Filmi izledikçe aslında hiçbir karakterle duygusal bir bağ kuramıyosunuz. Son yarım saatinde gerilim dozunun arttığı filmde, bazı sahnelerden söz etmek gerekirse; giriş sekansındaki Justine'in sarmaşıklara rağmen yürümeye çabaladığı sahne, Claire'in oğlu olan yeğeni Leo'nun bıçakla değenek yonttuğu yavaşlatılmış sahneler ile, Justine'nin Patronunu, "sana sıfır bile çok" diyerek aşağıladıktan sonra golf sahasının ortasına işediği, müstakbel damadın yanından kaçarak uzaklaşıp geldiği malikanenin bahçesinde kendini takip eden yeni yetme, henüz işe başlamış, reklam sloganı için Justine'in peşinden ayrılmayan Patronunun yeğenini eliyle itip sırtüstü yere yatırdıktan sonra üzerine oturarak gelinliğini sıyırıp mastürbasyon yapar gibi üzerinde gidip geldiği sahne ve Claire'in sonu karşılamak için" terasa çıkalım birer kadeh şarap koyalım" teklifine, Justine'in "neden helâda karşılamayalım, ne de olsa boktan bir dünya" diye karşılık vermesi, Trier'in, Dünya'ya, onu boktan bir yer olarak tanımlayan melankolik Justine'in sözüne binaen, yine melankolik bir yıldızla son vermek istemesi....
4 yorum:
Filmi henüz izlemedim ama senin anlatışın bende merak uyandırdırdığından yakın bir zamanda izleyeceğim sanırım. Bu arada yazımdaki yanlışı düzelttiğin için çok teşekkür ederim. Sevdiğim aktörlerden birinin ismini yanlış yazmışım:) Ama bu yanlışı düzeltme şeklin o kadar nazikti ki...Yıkıcı değil yapıcı olmak ne kadar güzel, tekrar teşekkür ederim.

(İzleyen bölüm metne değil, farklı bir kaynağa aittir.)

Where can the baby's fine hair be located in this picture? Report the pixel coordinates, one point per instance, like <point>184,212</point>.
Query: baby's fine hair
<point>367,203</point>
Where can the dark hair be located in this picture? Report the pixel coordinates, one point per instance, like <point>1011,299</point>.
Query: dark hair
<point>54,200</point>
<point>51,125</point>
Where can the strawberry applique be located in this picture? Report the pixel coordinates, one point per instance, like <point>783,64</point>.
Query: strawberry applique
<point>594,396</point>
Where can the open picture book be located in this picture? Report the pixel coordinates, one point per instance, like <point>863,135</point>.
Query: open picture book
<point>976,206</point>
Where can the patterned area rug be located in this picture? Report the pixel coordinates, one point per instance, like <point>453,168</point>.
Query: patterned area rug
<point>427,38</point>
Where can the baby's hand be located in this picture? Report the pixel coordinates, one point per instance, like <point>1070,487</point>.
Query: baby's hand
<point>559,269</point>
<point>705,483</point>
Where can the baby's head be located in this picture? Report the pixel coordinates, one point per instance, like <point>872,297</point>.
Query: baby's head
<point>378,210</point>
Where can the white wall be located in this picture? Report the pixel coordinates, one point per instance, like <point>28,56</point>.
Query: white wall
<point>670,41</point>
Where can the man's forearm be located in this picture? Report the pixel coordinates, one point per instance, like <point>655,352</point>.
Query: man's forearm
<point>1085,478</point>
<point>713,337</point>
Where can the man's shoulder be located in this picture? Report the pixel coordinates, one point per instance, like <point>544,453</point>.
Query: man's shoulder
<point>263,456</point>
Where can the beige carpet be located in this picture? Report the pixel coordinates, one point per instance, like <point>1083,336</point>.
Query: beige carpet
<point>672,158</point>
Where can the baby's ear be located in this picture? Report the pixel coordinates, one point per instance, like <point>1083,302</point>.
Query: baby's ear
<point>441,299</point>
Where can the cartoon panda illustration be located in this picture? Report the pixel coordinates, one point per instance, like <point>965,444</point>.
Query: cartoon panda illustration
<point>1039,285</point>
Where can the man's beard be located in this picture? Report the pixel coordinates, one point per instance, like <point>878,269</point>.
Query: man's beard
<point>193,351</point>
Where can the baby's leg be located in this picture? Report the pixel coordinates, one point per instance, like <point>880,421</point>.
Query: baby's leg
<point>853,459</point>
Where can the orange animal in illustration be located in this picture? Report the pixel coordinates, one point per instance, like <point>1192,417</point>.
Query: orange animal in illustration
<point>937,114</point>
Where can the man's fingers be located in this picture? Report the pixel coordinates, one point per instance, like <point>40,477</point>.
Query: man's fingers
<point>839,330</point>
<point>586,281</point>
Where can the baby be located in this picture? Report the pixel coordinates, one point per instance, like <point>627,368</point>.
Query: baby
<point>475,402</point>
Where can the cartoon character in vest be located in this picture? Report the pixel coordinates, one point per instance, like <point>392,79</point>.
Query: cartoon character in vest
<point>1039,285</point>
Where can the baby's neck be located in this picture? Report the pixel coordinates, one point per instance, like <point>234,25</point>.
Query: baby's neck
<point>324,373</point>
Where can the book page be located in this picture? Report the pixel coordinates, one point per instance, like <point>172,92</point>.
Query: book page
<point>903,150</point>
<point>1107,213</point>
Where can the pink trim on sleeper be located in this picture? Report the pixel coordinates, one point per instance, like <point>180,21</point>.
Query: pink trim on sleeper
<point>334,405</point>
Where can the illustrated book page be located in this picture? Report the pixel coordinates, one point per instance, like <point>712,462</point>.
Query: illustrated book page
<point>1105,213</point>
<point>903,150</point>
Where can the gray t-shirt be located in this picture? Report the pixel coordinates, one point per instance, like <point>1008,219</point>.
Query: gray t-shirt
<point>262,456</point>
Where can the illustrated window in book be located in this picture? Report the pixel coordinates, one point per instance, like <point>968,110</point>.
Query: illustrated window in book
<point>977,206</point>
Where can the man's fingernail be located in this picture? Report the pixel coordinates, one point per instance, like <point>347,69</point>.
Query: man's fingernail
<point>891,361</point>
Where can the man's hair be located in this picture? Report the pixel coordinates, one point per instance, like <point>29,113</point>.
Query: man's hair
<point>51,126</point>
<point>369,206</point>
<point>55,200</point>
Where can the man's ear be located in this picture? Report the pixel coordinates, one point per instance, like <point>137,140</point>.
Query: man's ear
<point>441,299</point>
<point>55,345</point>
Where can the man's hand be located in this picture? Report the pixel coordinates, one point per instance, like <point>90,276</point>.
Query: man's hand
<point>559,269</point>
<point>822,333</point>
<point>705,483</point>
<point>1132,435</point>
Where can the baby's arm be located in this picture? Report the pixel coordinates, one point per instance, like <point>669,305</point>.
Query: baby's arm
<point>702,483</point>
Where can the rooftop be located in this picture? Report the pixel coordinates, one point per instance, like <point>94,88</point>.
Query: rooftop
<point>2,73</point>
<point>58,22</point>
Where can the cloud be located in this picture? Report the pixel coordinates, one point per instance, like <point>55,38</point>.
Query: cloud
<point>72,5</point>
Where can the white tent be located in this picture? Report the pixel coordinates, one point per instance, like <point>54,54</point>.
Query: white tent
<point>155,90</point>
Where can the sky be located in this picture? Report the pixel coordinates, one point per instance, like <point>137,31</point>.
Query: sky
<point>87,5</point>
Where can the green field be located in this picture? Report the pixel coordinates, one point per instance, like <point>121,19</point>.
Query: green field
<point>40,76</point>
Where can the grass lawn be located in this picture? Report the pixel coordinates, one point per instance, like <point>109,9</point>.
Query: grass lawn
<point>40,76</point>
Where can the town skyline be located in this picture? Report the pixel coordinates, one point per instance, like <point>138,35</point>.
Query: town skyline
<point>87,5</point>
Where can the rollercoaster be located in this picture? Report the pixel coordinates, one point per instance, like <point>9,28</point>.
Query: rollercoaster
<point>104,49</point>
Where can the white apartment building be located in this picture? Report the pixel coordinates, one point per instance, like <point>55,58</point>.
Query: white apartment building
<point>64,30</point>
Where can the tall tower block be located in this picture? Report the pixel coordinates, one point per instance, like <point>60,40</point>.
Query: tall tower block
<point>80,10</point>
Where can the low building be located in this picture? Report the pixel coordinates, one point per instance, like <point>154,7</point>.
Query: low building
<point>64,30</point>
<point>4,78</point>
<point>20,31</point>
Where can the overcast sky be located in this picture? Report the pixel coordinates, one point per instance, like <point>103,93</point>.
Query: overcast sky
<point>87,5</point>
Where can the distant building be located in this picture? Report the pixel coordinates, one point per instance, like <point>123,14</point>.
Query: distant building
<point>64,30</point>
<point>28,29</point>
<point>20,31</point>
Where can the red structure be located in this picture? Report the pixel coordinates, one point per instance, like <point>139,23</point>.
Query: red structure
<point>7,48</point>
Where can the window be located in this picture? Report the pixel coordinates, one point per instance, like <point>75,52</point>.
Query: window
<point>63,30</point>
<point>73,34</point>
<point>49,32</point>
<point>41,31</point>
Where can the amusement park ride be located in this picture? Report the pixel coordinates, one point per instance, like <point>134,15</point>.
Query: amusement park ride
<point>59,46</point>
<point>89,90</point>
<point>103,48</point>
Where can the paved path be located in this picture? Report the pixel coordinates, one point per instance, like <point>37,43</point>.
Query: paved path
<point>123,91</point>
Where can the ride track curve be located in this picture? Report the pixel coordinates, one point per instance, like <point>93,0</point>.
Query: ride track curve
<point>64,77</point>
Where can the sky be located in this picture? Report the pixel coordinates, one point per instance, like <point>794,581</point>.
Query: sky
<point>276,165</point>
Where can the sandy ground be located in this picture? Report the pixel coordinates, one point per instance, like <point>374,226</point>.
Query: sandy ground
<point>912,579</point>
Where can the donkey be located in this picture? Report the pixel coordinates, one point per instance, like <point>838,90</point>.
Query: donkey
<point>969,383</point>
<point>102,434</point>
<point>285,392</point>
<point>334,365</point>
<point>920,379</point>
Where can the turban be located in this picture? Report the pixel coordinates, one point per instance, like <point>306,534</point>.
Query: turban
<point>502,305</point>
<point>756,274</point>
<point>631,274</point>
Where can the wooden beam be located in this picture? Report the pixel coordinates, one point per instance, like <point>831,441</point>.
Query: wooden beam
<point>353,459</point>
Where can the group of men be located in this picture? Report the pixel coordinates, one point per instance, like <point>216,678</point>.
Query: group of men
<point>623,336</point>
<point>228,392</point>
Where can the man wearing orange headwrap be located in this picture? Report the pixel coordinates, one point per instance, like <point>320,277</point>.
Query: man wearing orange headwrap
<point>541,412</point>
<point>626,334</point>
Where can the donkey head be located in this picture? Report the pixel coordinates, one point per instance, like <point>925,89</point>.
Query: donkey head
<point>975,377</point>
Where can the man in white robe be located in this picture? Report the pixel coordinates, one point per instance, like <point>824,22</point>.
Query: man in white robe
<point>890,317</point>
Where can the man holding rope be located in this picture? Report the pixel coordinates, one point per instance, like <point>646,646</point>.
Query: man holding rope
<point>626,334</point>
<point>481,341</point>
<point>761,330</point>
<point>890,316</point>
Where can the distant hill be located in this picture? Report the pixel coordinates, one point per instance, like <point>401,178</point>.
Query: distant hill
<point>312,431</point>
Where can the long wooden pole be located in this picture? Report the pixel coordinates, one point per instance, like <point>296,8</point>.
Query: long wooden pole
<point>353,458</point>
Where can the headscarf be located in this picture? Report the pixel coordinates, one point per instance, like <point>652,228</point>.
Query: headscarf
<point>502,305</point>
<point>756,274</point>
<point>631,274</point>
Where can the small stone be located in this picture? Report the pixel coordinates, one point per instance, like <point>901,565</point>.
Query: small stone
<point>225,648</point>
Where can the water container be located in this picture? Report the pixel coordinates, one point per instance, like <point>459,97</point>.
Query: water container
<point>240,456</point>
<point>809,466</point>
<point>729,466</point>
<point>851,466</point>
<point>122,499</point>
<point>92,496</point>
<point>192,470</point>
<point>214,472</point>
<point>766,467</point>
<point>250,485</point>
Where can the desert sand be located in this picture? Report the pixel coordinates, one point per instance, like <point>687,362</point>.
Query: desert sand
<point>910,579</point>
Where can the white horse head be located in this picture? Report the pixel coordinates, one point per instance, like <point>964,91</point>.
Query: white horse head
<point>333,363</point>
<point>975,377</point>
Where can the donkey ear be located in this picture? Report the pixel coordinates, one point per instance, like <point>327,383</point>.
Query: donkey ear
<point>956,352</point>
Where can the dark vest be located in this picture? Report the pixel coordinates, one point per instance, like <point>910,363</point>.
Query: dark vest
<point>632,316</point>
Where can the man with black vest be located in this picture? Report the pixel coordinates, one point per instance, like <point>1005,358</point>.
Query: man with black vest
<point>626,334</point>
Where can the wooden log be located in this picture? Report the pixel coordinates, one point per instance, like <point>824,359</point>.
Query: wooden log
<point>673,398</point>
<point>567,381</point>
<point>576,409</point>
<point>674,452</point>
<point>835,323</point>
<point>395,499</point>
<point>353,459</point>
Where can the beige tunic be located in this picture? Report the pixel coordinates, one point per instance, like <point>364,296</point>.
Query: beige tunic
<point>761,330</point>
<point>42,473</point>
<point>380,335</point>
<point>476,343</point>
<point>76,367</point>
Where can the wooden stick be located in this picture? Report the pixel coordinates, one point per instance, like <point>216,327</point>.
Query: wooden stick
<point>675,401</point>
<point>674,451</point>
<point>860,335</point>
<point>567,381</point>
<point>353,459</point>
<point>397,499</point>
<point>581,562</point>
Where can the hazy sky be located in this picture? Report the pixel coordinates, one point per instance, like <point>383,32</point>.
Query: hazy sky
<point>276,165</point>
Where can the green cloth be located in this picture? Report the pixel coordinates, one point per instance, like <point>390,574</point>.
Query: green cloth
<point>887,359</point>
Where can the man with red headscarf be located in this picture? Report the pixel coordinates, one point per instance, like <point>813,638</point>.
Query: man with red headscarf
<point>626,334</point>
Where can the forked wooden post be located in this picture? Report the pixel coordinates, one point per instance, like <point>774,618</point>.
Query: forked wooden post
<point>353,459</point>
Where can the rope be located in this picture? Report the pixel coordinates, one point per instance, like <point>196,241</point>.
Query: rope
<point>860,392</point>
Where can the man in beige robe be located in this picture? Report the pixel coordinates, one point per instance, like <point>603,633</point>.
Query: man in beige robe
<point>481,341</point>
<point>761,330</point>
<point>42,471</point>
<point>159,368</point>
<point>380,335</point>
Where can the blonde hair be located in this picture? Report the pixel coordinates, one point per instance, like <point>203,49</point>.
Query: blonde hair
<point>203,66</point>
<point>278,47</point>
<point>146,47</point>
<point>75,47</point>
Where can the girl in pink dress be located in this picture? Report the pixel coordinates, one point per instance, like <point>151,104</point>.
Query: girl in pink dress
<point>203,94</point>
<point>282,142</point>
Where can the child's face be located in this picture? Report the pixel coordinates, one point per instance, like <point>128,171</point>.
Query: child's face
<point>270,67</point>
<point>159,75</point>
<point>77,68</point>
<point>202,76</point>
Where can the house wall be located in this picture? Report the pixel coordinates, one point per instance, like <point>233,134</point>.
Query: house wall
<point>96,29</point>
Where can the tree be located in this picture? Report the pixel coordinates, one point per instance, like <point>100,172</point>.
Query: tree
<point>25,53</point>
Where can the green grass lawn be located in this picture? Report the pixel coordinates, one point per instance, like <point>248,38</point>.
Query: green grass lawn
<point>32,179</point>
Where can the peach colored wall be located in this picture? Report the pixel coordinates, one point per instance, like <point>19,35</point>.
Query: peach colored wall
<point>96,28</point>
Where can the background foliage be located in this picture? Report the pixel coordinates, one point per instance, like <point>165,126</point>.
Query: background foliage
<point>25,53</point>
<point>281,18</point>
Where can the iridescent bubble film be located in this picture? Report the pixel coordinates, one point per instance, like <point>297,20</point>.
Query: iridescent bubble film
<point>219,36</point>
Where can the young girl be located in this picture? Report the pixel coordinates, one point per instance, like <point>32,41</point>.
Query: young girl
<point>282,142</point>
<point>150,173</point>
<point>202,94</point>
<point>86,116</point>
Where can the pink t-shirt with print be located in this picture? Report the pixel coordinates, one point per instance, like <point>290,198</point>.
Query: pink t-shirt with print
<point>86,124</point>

Mutlaka izlemelisin selinacar...Hatta izlemediysen diğer filmlerini, özellikle karanlıkta dans ve dogville'i de...
Hektor, yazıların hep kendimde yeni bir ufuk açmama neden oluyor! düşündürüyor, öğretiyor, heveslendiriyor...
Bu yazın da aynen öyle benim için. Kendimi eksik hissetmeye başladım bahsettiğin şeyleri bilmediğim için. Öğrenme ve araştırma hissiyatı veriyorsun bana. Teşekkürler !
Nini, beni bir kere daha onore ettin. Ben teşekkür ederim. Ufkun geniş olsun.